To find out, I placed a call to Sergeant Thornnie Rouse, who has been a trooper with the Maryland State Police for about as long as I have been writing about cars. Since we both live and work in Maryland, I thought this would be a good place to start. He told me that he has seen no correlation between car color and citations for speeding violations.

"You don't care about the car's color, you care about the violation. If a red car and a green car drive past you and the green car is going 30-miles per hour over the speed limit, the driver of the green car is the one who is going to get stopped."

While Rouse acknowledged that he hears the talk about red cars, sports cars and cars with out-of-state tags getting more speeding tickets, his says that his experience as well as with others he knows in traffic enforcement shows that's not the case. You just focus on the violation, he says.

But my focus was answering the color question so I followed-up with this question: Since there is a place to list a car's color on a speeding citation, where does this information go?

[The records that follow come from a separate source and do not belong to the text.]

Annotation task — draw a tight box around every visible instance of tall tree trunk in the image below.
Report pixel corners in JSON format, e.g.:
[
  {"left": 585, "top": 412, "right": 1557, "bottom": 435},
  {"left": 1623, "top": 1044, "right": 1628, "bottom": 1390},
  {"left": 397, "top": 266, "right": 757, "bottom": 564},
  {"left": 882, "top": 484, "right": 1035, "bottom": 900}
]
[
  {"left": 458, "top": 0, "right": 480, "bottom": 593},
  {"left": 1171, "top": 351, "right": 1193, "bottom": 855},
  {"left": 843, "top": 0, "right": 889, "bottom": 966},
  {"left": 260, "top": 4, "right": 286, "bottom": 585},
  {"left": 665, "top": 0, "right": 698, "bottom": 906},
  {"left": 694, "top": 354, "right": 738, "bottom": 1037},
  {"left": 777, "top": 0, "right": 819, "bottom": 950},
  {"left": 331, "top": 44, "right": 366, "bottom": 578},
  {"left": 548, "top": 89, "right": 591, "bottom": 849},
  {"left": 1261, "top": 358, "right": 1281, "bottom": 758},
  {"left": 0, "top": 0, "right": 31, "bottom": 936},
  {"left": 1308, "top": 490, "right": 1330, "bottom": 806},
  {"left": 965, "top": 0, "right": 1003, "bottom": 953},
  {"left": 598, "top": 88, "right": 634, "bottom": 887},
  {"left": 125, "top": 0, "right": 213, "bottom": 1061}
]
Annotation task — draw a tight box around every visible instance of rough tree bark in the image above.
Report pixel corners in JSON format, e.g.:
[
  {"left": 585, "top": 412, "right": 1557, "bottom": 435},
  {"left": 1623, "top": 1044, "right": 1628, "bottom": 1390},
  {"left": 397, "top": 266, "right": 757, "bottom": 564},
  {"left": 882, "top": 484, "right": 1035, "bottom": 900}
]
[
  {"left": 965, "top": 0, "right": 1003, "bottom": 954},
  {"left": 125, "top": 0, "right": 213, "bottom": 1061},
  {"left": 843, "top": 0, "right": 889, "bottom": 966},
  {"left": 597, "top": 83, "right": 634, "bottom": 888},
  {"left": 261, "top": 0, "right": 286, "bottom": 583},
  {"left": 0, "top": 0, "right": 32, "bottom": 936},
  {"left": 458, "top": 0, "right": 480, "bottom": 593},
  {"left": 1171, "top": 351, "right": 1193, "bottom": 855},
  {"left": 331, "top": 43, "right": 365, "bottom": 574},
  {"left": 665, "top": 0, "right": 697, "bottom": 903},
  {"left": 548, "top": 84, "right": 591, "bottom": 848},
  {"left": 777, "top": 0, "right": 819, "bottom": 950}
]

It goes to the District Court Processing Center in the state capitol in Annapolis where they keep statistics on all traffic citations issued in Maryland, said Rouse.

A call to the agency revealed that while the car's color is listed on the citation, it is not included in the District Court's database because it is not necessary for the adjudication of the citation. I was told that the database is stored on a computer system where there simply isn't enough capacity to include information on car color.

When I asked the person I was speaking with at the Center if they had any information at all about car color and speeding citations, she said, "Personally, I have always been told not to buy a red car because I would get more speeding tickets. I bought a red car anyway and have never received a ticket."

While there wasn't a statewide agency with statistics of record on car color and speeding citations that I could locate, everyone I spoke with in either an official or unofficial capacity seemed to have heard that drivers of red cars get more tickets.

My next step was the Internet. Perhaps here I could find some real enlightenment about car colors and speeding citations. Here are some random posts I found on one Web site devoted to car color that asked the question: Do red cars get more speeding tickets?

Posted by Imogen:
"Other drivers seem to be more aggressive towards me since I've had a red car, but I thought it was because it was a Mercedes. A cop stopped my spouse's red car when we followed a cream car at the same speed, and not the cream car."

Posted by Theresa:
"Ever since I bought my red Saturn I have gotten a plethora of tickets. I got pulled over three times out of state on the same trip. Two times I got pulled over in Florida. In every case I have paid the fine. I am so upset I am ready to paint my car a different color.

"Another Internet insight revealed this: "I do know that small red sports cars driven by men do seem according to a law enforcement friend to get stopped more often due to the cocky attitude of the male driver... I think it is unfair as I think unwashed ratty cars are a bigger problem since Insurance Agencies say these drivers are less attentive."

Posted by Ro:
"While I don't have an answer to the question about red cars getting more speeding tickets, I may be able to point you in the direction of a place to look for related information. Several years ago when I was contemplating repainting my car red, a friend in the car repair business for many years talked me out of it. Why? Red cars, he said, get into more accidents than cars any other color. He said his experience with several car repair firms bore this out."

When I tried to find any official information about the correlation between car color and accidents in my home state, I found out that the Maryland State Police and the District Court system also do not keep statistics relating to color and accidents.

Bottom line: By this time I was seeing red because there wasn't an official statistic to be read about red. Surely the federal government must have studied this vital question of color. After all, they spend tens of millions of dollars of taxpayers' dollars studying everything else. Perhaps this could be part of a Presidential stimulus package to put people to work counting up the number speeding tickets and accidents by car color so we will finally be able to say with certainty what's right on red!